第465章 雨夜里的琴键

船厂。

她重复了一遍这个词,嘴角动了一下,不知是笑还是什么。

陈屿舟,你们公司的新人?

是。他现在是湖夜最受关注的独立音乐人。

我记得他。三年前他来文化局申请演出许可,穿一件洗得发白的牛仔外套,站在走廊里等了一下午。我路过时听见他在哼一首歌,调子很怪,但有种……她停住了,手指在被单上轻轻敲了两下,像在寻找那个形容词。

有种水的气息。我说。

韩澜睁开眼。她看我的目光里多了点什么,我分辨不出是意外还是别的。窗外一道闪电无声地划过,把她的侧脸照亮了一瞬。那一瞬间,我忽然觉得她的眉眼和陈佳重叠了。也是这种倔强的、不肯轻易松动的嘴角,也是这种明明已经动摇却偏要撑住的姿态。

你懂音乐。她说。

我只是懂一些故事。

故事?

是,每个人都有故事,就看能不能用音符去制作出来。

她又沉默了。雨声渐渐密起来,像有无数根细针同时扎在玻璃上。我走到窗边,把窗帘拉开一道缝。河面上笼着一层薄雾,对面民居的灯光在水中碎成橘红色的斑点。
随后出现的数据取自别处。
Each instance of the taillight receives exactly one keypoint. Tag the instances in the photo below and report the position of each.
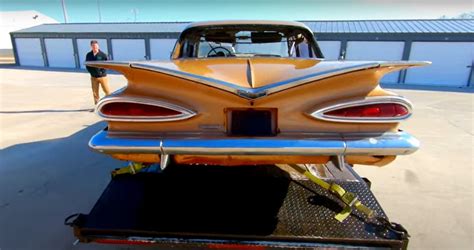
(132, 109)
(136, 109)
(372, 109)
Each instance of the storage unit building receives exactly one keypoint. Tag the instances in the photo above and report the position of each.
(448, 43)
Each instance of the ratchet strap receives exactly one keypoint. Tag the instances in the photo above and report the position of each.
(132, 168)
(348, 198)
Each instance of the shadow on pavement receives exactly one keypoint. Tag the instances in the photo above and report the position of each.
(43, 182)
(49, 69)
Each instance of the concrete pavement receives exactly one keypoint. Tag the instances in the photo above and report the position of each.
(47, 171)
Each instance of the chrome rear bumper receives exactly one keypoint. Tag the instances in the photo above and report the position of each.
(395, 143)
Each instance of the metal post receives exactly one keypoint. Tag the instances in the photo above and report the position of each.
(98, 9)
(63, 3)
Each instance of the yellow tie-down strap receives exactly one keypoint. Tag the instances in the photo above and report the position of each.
(132, 168)
(349, 198)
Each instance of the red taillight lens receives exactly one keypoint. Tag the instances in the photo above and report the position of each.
(371, 110)
(136, 109)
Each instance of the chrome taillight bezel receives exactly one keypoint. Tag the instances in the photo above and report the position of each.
(320, 113)
(185, 113)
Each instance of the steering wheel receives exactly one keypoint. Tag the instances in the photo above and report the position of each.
(213, 52)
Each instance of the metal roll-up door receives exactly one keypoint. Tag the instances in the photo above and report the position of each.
(160, 49)
(128, 49)
(451, 63)
(60, 52)
(331, 49)
(377, 51)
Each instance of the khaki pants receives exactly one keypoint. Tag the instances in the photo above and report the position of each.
(102, 81)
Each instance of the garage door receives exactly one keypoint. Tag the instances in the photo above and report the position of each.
(83, 47)
(29, 51)
(60, 53)
(128, 49)
(452, 62)
(378, 51)
(331, 49)
(161, 48)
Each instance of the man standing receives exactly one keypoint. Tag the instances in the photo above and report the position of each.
(98, 75)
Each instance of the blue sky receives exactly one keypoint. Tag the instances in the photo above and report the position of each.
(188, 10)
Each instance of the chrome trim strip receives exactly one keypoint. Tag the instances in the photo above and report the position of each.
(230, 87)
(185, 113)
(319, 113)
(253, 93)
(294, 82)
(260, 146)
(103, 143)
(399, 143)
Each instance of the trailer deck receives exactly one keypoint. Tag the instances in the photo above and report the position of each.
(230, 207)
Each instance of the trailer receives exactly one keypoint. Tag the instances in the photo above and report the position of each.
(245, 207)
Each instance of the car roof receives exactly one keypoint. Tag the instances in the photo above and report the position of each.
(247, 22)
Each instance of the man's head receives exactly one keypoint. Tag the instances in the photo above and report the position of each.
(94, 46)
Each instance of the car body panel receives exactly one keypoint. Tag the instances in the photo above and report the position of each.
(207, 88)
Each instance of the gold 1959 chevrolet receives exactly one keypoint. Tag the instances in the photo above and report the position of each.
(253, 93)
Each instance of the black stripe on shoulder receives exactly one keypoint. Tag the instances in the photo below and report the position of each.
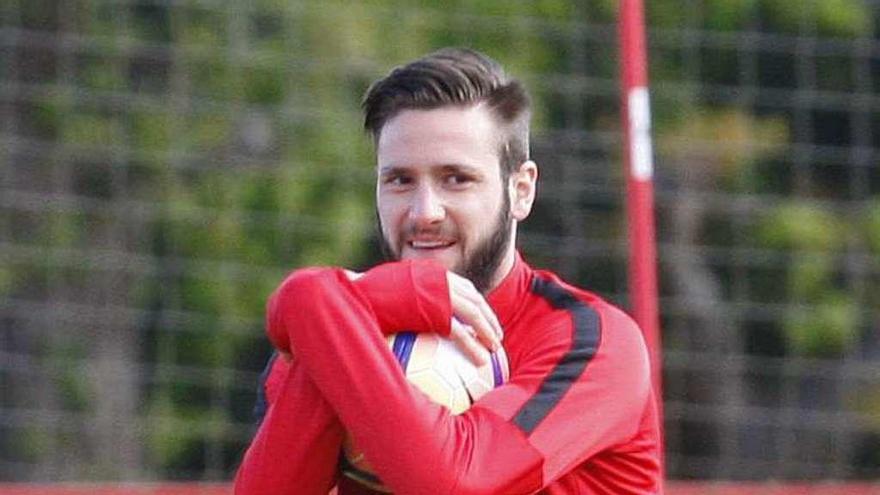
(587, 334)
(262, 403)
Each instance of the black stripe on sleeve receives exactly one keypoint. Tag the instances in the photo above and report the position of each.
(262, 404)
(587, 334)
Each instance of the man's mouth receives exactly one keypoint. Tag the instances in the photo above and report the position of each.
(429, 245)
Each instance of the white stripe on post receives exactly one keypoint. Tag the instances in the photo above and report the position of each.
(641, 151)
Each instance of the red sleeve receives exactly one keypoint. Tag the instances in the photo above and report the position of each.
(515, 439)
(400, 295)
(296, 448)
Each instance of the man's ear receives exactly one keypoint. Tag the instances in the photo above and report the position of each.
(523, 187)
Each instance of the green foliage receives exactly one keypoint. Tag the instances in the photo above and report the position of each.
(825, 320)
(801, 227)
(825, 327)
(871, 224)
(837, 18)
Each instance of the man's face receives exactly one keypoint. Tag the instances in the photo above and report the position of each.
(440, 194)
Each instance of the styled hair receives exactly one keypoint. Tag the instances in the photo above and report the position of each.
(455, 77)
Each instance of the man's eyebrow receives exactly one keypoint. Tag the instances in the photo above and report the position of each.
(459, 167)
(391, 169)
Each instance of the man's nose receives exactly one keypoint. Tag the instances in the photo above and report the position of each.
(427, 206)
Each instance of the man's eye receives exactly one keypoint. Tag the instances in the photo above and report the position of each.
(458, 179)
(397, 180)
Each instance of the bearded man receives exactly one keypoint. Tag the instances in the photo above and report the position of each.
(454, 180)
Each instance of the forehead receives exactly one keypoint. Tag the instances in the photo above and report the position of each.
(441, 136)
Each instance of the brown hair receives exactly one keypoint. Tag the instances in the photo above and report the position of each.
(455, 76)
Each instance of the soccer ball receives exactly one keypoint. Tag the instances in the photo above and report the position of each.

有一艘清洁船正慢慢驶过,船头的探照灯在水面上划出一道扇形的亮痕。

阿姨,我背对着她说,发布会那天,如果身体允许,您可以来看看。船厂的场地很大,二楼有观景台,不用走太多路。陈屿舟那首歌……后来把它写完了,放在专辑第三首,叫《运河谣》。

身后很久没有声音。我回过头,看见韩澜的眼睛闭着,呼吸平稳,似乎是睡着了。她的右手搁在胸口,手指微微蜷曲,像在握着一个看不见的物件。我走近了些,才看见她的睫毛在轻微地颤动——眼角有一滴很淡的泪,正沿着太阳穴慢慢滑进鬓角的白发里。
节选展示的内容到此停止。